In the four-minute video, the trio identify themselves as being from the University of Maiduguri and call on the government to meet the jihadists' demands in exchange for their safe return.

The men were part of a Nigerian National Petroleum Corporation (NNPC) team on a mission to find commercial quantities of oil in the Lake Chad basin when they came under attack on Tuesday.

"I want to call on the acting president professor Yemi Osinbajo to come to our rescue to meet the demand," one of the men says in the video, which he said was shot on Friday.

He attributed the attack to the Islamic State-supported Boko Haram faction headed by Abu Mus'ab Al-Barnawi, which has promised to hit military and government targets.

"They have promised us that if their demands are met they will release us immediately to go back to the work we were caught doing," the man added.

There was no indication of where the video was shot but the convoy came under attack near Magumeri, some 50 kilometres (31 miles) by road northwest of Maiduguri.

Most of the victims were soldiers and civilian militia members providing security.

Five members of staff from the university -- two lecturers, two technologists and a driver -- were also killed, vice-chancellor Ibrahim Njodi said on Friday.

University of Maiduguri spokesman Danjuma Gambo confirmed the identities of the three kidnapped men in the video.

"They are our staff but one more is yet to be accounted for," he told AFP.

 

 

Experts said the attack -- Boko Haram's bloodiest this year -- underscored the persistent threat posed by the jihadists, despite government claims the group is a spent force.

"It's a confirmation of the boldness and reassurance that Boko Haram has managed to gain over the last six weeks," Yan St-Pierre, from the Modern Security Consulting Group in Berlin, told AFP.

"They have been attacking more and more military outposts and more military convoys. For them to go after NNPC personnel just shows they don't fear any military reprisal.

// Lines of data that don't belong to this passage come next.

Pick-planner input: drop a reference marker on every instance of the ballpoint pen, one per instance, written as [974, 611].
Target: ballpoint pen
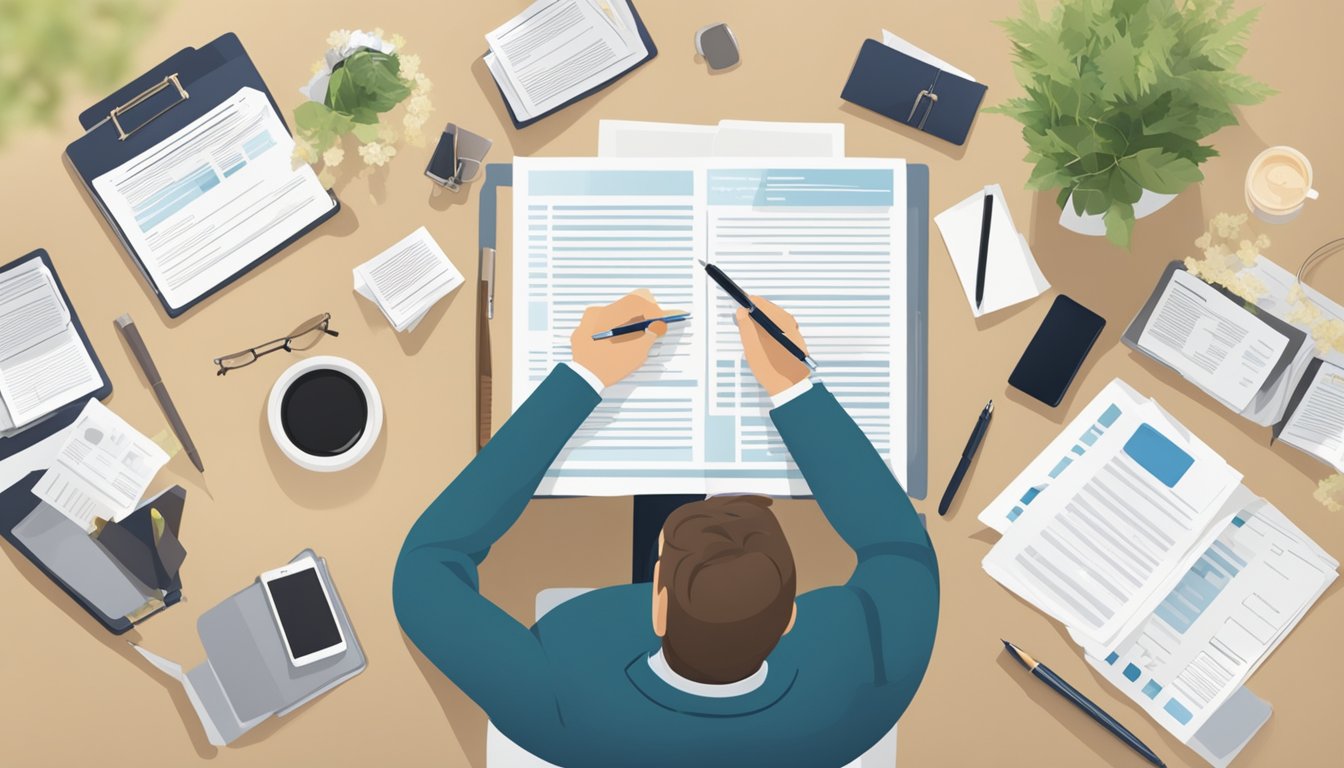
[1046, 675]
[977, 435]
[640, 326]
[756, 314]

"Basically they have managed to gain enough resources, enough material, to plan ambushes targeted towards high value targets."

The al-Barnawi faction differs from fighters loyal to Boko Haram's long-time leader Abubakar Shekau in that it disagrees with the indiscriminate targeting of civilians in suicide and bomb attacks.

Nigeria is searching for oil in the northeast to try to reduce its reliance on supplies from the Niger delta, where militant attacks have slashed production and deepened the country's worst recession in decades.

The military gave the NNPC the green light to continue exploration in November 2016, according to Nigeria's junior oil minister Emmanuel Ibe Kachikwu.

The University of Maiduguri's vice-chancellor told reporters on Friday the university had been hesitant to send staff with the NNPC team but had been assured about security.

Kidnapping has been a feature of the eight-year Boko Haram insurgency, which has killed at least 20,000 people, displaced more than 2.6 million others and left millions of others on the brink of famine.

Thousands of women and girls have been seized, while men and boys have been made to fight in the Islamist ranks.